Releases: RyuuMeow/MaidWhisper

v1.0.0-beta.1

05 Jun 11:49

Choose a tag to compare

v1.0.0-beta.1 Pre-release
Pre-release

[1.0.0-beta.1] - 2026-06-05

This is the first MaidWhisper public beta release. It focuses on making
GPT-SoVITS select-to-speak usable as a daily desktop tool: simple setup,
system-wide hotkey capture, a compact floating control panel, character
switching, multilingual reading, and optional LLM-assisted translation or
character voice rewriting.

Added

  • Windows installer packaging with optional GPT-SoVITS setup after install.
  • Managed GPT-SoVITS launch, wake, idle release, terminate-on-exit, and tray controls.
  • System-wide select-to-speak flow with global hotkey capture and deferred playback mode.
  • Floating control panel with character, language, tone, segmentation, playback, retry, skip, and clickable lyrics controls.
  • Character management for GPT-SoVITS model files, reference audio, prompt text, per-language generation speed, temperature, and tone settings.
  • Optional LLM translation and AI character voice rewriting with provider presets and model discovery.
  • Interface language support for English, Traditional Chinese, Simplified Chinese, and Japanese.
  • Cache management, startup update checking, manual update checking, GitHub link, and beta release documentation.

Changed

  • Product defaults are sourced from client/resources/settings/default_settings.json.
  • First-run interface language defaults to English.
  • First-run global hotkey defaults to Alt+Shift+M.
  • Release versioning is centralized through MAIDWHISPER_VERSION in client/CMakeLists.txt.

Notes

  • NVIDIA GPU acceleration is strongly recommended for GPT-SoVITS. CPU mode can work, but synthesis may be slow.
  • The bundled setup path is intended for users who want MaidWhisper to manage the GPT-SoVITS API server.
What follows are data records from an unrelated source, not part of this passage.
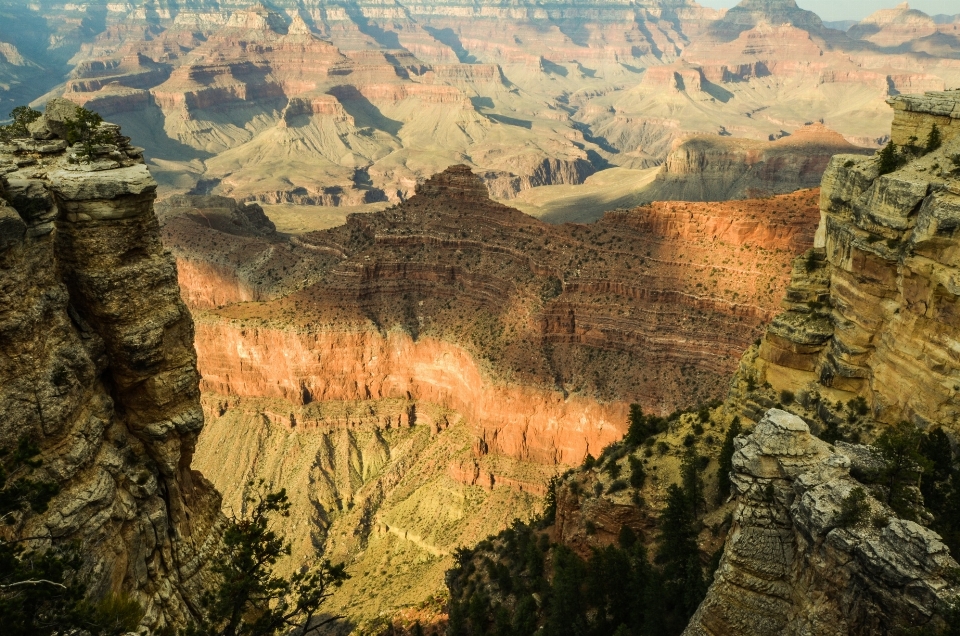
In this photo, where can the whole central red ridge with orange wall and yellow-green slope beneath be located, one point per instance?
(415, 377)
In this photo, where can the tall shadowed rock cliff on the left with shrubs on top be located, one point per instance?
(98, 366)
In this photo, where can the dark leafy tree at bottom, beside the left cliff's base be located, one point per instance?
(250, 600)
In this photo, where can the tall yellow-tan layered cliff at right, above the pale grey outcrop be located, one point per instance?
(872, 312)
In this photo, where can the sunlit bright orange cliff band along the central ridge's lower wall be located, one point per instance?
(520, 422)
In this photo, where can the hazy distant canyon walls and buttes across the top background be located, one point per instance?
(352, 103)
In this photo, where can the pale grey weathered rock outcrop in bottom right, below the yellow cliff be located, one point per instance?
(789, 568)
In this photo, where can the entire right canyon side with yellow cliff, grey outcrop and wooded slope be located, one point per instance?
(810, 539)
Existing GPT-SoVITS users can still select their own launcher in Settings.
  • Generated AI voice content depends on user-provided models, prompts, and input text. Users are responsible for using models and generated audio legally and ethically.

Known Issues

  • This is a beta release. Packaging, GPT-SoVITS setup compatibility, and model behavior may still be adjusted based on user feedback.
  • Some GPT-SoVITS models or runtimes may require a user-provided launcher if the managed setup package does not match the local GPU/runtime combination.
  • LLM translation and character voice rewriting quality depends on the selected provider, model, prompt, and source text length.